The task of this assignment is to model the Iris data by using the PRISM decision rules algorithm
(the algorithm is not included in the default WEKA installation -- you will have to install it using the "Package manager", it's the "simpleEducationalLearningSchemes" package).
You shall then compare the results produced by the PRISM algorithm with the results produced by other well known machine learning algorithms -- J4.8 and OneR.
In this assignment you shall also learn how to use the FilteredClassifier in WEKA.
Step #1:
Open the iris.arff file in WEKA (no preprocessing is needed) and proceed to the "Classify" tab.

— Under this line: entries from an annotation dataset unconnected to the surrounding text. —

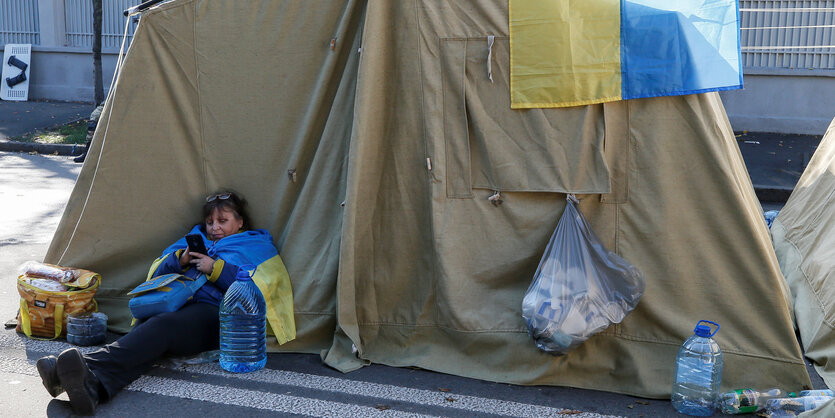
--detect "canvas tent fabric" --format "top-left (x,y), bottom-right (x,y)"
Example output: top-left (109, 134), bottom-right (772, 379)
top-left (46, 0), bottom-right (809, 398)
top-left (771, 113), bottom-right (835, 388)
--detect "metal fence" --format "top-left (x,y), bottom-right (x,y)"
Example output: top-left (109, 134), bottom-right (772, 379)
top-left (739, 0), bottom-right (835, 69)
top-left (65, 0), bottom-right (142, 49)
top-left (0, 0), bottom-right (41, 45)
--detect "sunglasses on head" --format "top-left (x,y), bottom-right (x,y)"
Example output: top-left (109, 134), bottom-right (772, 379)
top-left (206, 193), bottom-right (232, 203)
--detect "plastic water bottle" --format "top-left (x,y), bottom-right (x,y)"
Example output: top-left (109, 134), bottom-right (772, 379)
top-left (765, 395), bottom-right (833, 418)
top-left (671, 320), bottom-right (723, 417)
top-left (716, 388), bottom-right (794, 415)
top-left (797, 389), bottom-right (835, 398)
top-left (220, 265), bottom-right (267, 373)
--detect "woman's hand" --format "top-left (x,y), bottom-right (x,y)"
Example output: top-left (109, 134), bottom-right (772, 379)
top-left (188, 252), bottom-right (215, 274)
top-left (180, 247), bottom-right (191, 269)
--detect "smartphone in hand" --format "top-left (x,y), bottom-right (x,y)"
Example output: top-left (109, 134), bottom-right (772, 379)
top-left (186, 234), bottom-right (208, 255)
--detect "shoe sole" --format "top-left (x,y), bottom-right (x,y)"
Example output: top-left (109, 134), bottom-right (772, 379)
top-left (35, 356), bottom-right (64, 398)
top-left (58, 350), bottom-right (96, 415)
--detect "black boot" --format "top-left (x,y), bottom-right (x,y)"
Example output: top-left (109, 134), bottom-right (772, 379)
top-left (56, 348), bottom-right (99, 415)
top-left (35, 356), bottom-right (64, 398)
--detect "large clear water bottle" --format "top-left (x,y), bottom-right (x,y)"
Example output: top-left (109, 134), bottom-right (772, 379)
top-left (220, 265), bottom-right (267, 373)
top-left (672, 320), bottom-right (723, 417)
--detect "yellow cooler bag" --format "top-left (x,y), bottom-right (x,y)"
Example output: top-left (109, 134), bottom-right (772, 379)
top-left (17, 265), bottom-right (101, 339)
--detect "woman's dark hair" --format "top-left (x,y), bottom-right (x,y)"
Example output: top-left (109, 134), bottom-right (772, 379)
top-left (200, 190), bottom-right (250, 230)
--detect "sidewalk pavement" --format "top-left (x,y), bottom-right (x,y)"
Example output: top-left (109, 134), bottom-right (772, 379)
top-left (0, 101), bottom-right (823, 202)
top-left (0, 100), bottom-right (95, 155)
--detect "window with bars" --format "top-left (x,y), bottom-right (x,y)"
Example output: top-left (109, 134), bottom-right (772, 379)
top-left (0, 0), bottom-right (41, 45)
top-left (739, 0), bottom-right (835, 70)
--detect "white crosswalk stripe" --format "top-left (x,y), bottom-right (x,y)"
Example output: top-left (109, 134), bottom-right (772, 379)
top-left (125, 376), bottom-right (438, 417)
top-left (0, 355), bottom-right (610, 418)
top-left (187, 364), bottom-right (612, 417)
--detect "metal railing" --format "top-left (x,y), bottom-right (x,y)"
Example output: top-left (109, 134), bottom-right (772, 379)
top-left (65, 0), bottom-right (142, 49)
top-left (0, 0), bottom-right (41, 45)
top-left (739, 0), bottom-right (835, 69)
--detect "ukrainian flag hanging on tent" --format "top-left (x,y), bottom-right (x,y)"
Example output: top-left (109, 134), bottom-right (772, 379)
top-left (509, 0), bottom-right (742, 109)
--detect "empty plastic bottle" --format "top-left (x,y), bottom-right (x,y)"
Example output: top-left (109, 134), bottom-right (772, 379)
top-left (671, 320), bottom-right (724, 417)
top-left (716, 388), bottom-right (790, 414)
top-left (765, 396), bottom-right (833, 418)
top-left (220, 265), bottom-right (267, 373)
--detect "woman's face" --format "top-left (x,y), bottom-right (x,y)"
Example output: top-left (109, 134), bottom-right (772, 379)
top-left (206, 208), bottom-right (244, 241)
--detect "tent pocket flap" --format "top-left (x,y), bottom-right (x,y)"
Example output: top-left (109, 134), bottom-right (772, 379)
top-left (440, 36), bottom-right (611, 198)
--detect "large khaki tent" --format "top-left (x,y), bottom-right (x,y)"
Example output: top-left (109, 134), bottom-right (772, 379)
top-left (46, 0), bottom-right (809, 398)
top-left (771, 116), bottom-right (835, 390)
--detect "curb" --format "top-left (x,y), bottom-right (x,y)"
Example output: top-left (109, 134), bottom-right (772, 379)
top-left (754, 184), bottom-right (794, 203)
top-left (0, 140), bottom-right (85, 156)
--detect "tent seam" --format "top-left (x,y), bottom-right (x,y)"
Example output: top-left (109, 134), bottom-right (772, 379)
top-left (191, 2), bottom-right (209, 194)
top-left (416, 0), bottom-right (447, 327)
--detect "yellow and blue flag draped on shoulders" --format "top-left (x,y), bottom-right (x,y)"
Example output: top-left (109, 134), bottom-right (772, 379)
top-left (509, 0), bottom-right (742, 109)
top-left (148, 225), bottom-right (296, 344)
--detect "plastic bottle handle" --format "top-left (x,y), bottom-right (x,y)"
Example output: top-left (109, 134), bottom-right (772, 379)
top-left (696, 319), bottom-right (719, 337)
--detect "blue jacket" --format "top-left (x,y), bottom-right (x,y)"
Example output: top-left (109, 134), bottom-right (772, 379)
top-left (150, 225), bottom-right (278, 306)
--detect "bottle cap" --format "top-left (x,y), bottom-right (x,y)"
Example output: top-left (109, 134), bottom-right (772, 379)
top-left (693, 319), bottom-right (719, 338)
top-left (693, 325), bottom-right (710, 338)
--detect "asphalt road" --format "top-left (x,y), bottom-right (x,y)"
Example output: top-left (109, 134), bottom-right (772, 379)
top-left (0, 152), bottom-right (820, 417)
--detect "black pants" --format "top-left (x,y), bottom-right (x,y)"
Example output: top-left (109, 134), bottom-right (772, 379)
top-left (84, 303), bottom-right (220, 399)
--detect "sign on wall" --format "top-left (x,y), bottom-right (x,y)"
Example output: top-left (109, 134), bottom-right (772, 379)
top-left (0, 44), bottom-right (32, 101)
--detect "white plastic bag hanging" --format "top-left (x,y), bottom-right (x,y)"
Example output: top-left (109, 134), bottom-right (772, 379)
top-left (522, 194), bottom-right (646, 355)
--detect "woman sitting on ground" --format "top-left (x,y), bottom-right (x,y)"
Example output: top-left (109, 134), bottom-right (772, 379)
top-left (37, 192), bottom-right (295, 414)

Select the PRISM classifier (Choose → rules → Prism).
Leave the "Test options" on the default value (10-fold cross-validation).

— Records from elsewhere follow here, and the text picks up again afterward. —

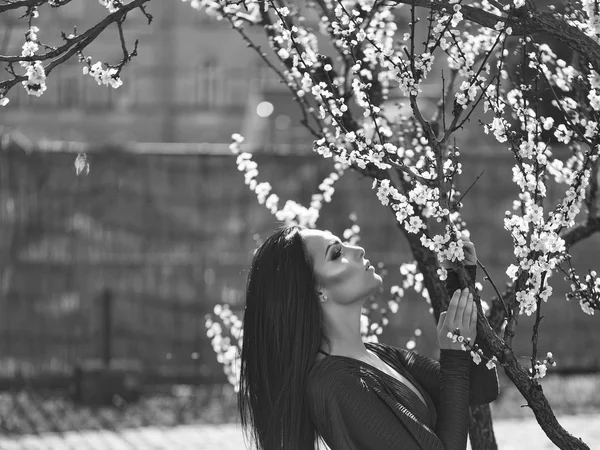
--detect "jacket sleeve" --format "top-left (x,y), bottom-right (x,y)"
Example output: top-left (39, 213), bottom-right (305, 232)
top-left (307, 372), bottom-right (422, 450)
top-left (308, 356), bottom-right (476, 450)
top-left (396, 266), bottom-right (499, 408)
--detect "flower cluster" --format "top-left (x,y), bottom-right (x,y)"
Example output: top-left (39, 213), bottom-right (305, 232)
top-left (565, 269), bottom-right (600, 316)
top-left (529, 352), bottom-right (556, 380)
top-left (98, 0), bottom-right (123, 14)
top-left (204, 304), bottom-right (244, 392)
top-left (447, 328), bottom-right (498, 370)
top-left (80, 56), bottom-right (123, 89)
top-left (19, 26), bottom-right (47, 97)
top-left (229, 133), bottom-right (345, 228)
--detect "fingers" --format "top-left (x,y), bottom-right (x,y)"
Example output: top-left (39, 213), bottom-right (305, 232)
top-left (446, 289), bottom-right (462, 328)
top-left (469, 301), bottom-right (477, 329)
top-left (462, 292), bottom-right (475, 329)
top-left (437, 311), bottom-right (446, 335)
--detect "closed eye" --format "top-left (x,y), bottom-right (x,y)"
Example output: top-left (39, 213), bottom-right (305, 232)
top-left (331, 247), bottom-right (342, 260)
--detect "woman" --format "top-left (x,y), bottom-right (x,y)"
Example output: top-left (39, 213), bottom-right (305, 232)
top-left (238, 226), bottom-right (498, 450)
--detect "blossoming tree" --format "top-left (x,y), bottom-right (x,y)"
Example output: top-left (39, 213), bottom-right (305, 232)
top-left (0, 0), bottom-right (600, 449)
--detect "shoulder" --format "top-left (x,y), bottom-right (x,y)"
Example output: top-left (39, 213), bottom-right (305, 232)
top-left (307, 357), bottom-right (360, 389)
top-left (365, 342), bottom-right (415, 364)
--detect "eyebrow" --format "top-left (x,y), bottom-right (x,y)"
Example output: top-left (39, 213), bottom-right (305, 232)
top-left (325, 240), bottom-right (342, 258)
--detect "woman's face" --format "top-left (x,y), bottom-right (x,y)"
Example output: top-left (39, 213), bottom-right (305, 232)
top-left (300, 229), bottom-right (382, 304)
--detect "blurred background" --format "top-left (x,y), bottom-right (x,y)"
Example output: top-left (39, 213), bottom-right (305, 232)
top-left (0, 1), bottom-right (600, 448)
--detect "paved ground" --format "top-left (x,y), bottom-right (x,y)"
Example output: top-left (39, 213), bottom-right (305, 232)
top-left (0, 413), bottom-right (600, 450)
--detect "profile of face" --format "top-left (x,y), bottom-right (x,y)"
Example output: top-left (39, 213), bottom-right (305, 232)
top-left (300, 229), bottom-right (383, 305)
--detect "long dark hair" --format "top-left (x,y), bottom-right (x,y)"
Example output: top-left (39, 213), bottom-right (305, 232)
top-left (238, 226), bottom-right (327, 450)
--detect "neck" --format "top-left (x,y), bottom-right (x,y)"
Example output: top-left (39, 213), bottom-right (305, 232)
top-left (321, 304), bottom-right (369, 358)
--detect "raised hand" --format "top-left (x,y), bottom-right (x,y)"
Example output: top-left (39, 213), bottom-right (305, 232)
top-left (437, 288), bottom-right (477, 350)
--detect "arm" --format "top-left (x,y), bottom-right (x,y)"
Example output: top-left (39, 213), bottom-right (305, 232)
top-left (446, 265), bottom-right (498, 405)
top-left (389, 265), bottom-right (498, 409)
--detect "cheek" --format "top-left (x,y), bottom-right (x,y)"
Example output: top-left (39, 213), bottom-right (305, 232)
top-left (323, 266), bottom-right (366, 288)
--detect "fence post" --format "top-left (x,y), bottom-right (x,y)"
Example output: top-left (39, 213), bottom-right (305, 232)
top-left (100, 288), bottom-right (113, 368)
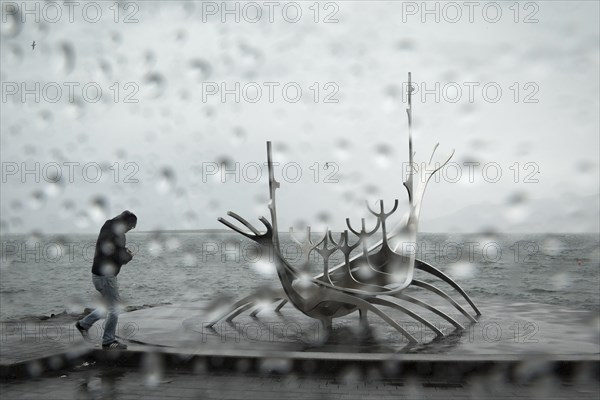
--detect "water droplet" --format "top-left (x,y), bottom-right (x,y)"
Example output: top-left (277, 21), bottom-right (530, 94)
top-left (190, 58), bottom-right (212, 82)
top-left (253, 260), bottom-right (277, 277)
top-left (550, 272), bottom-right (572, 290)
top-left (60, 200), bottom-right (75, 218)
top-left (335, 139), bottom-right (351, 160)
top-left (541, 237), bottom-right (565, 256)
top-left (396, 38), bottom-right (416, 51)
top-left (156, 167), bottom-right (175, 194)
top-left (383, 85), bottom-right (401, 113)
top-left (450, 262), bottom-right (475, 280)
top-left (144, 72), bottom-right (167, 99)
top-left (75, 211), bottom-right (90, 228)
top-left (88, 196), bottom-right (108, 224)
top-left (375, 143), bottom-right (393, 168)
top-left (505, 192), bottom-right (529, 224)
top-left (59, 42), bottom-right (75, 74)
top-left (6, 44), bottom-right (23, 65)
top-left (29, 190), bottom-right (46, 210)
top-left (231, 126), bottom-right (246, 146)
top-left (0, 7), bottom-right (24, 38)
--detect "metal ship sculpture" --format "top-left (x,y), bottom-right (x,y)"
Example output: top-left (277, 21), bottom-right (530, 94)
top-left (207, 73), bottom-right (481, 344)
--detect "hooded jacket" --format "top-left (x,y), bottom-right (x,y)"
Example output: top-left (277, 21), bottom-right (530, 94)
top-left (92, 211), bottom-right (135, 276)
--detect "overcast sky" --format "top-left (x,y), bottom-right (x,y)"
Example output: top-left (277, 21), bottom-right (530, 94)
top-left (0, 1), bottom-right (600, 233)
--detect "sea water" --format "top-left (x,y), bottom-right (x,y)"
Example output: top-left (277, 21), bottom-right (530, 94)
top-left (0, 232), bottom-right (600, 320)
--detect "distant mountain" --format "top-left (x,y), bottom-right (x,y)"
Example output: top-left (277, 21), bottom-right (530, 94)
top-left (419, 195), bottom-right (600, 232)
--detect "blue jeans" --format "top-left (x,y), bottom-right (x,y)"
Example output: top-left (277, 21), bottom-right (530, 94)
top-left (79, 274), bottom-right (121, 344)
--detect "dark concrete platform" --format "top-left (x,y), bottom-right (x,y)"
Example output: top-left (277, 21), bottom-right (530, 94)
top-left (0, 302), bottom-right (600, 382)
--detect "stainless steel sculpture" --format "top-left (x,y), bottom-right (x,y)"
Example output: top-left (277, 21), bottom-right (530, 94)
top-left (208, 73), bottom-right (481, 343)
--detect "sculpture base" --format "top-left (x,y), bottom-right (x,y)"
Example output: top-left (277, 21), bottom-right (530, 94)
top-left (119, 299), bottom-right (600, 359)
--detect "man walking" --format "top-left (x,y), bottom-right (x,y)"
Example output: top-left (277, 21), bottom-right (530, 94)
top-left (75, 210), bottom-right (137, 350)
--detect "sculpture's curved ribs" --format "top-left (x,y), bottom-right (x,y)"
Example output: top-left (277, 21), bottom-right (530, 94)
top-left (209, 73), bottom-right (481, 343)
top-left (394, 292), bottom-right (465, 330)
top-left (415, 260), bottom-right (481, 315)
top-left (367, 297), bottom-right (444, 337)
top-left (412, 279), bottom-right (477, 322)
top-left (324, 293), bottom-right (419, 343)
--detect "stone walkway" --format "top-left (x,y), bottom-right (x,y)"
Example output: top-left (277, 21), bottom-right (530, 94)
top-left (0, 364), bottom-right (600, 400)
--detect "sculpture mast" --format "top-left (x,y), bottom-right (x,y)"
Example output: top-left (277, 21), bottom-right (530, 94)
top-left (404, 72), bottom-right (415, 205)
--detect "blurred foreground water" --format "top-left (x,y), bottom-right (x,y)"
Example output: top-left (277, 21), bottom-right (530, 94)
top-left (0, 232), bottom-right (600, 320)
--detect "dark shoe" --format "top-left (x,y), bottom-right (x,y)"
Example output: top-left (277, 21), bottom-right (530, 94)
top-left (75, 321), bottom-right (89, 339)
top-left (102, 340), bottom-right (127, 350)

Why is Prism "grayed out" and we cannot click on the "Start" button?
Step #2:
The problem is that PRISM works only with nominal attributes and the Iris data contain 4 numeric attributes.
We will need to discretize the data, but this time we shall use the FilteredClassifier to do this.
So, choose the FilteredClassifier in WEKA (Choose → meta → FilteredClassifier).
Open the "Parameters window" and change the "classifier" to Prism (and leave the "filter" on Discretize).
Start the algorithm. WEKA should have generated a classifier with 16 rules and a classification accuracy of 86%.
Save this "textual" output of WEKA in the file named "PRISM.txt"
(you can do this using classic copy-paste or by right-clicking on the result in the result list and "Save result buffer").
Step #3:
Repeat Step #2, but this time set the "classifier" parameter in the FilteredClassifier back to the default J48.
Start the algorithm. WEKA should have generated a classifier with just 3 rules and a classification accuracy of 93.33%.
Save the "textual" output of WEKA in the file named "J48filtered.txt".
Step #4:
The result that WEKA generates in Step #3 is a one-level decision tree, much like something the algorithm OneR could have generated.
So, let's try to start the OneR algorithm on this data. WEKA should have generated a classifier with 3 rules and a classification accuracy of 92%.
The model is identical to the one produced in Step #3 -- the difference in classification accuracy is due to the cross-validation process.
Save the "textual" output of WEKA in the file named "OneR.txt".
Step #5:
What if we run the J48 algorithm "without the FilteredClassifier"?
So, let's start the J48 algorithm on the data. WEKA should have generated a classifier with 5 rules and a classification accuracy of 96%.
Save the "textual" output of WEKA in the file named "J48.txt".
Pack all 4 TXT files in a single ZIP file, name it "PRISM-<SurnameName>.zip"
(example: PRISM-KavsekBranko.zip) and submit it here!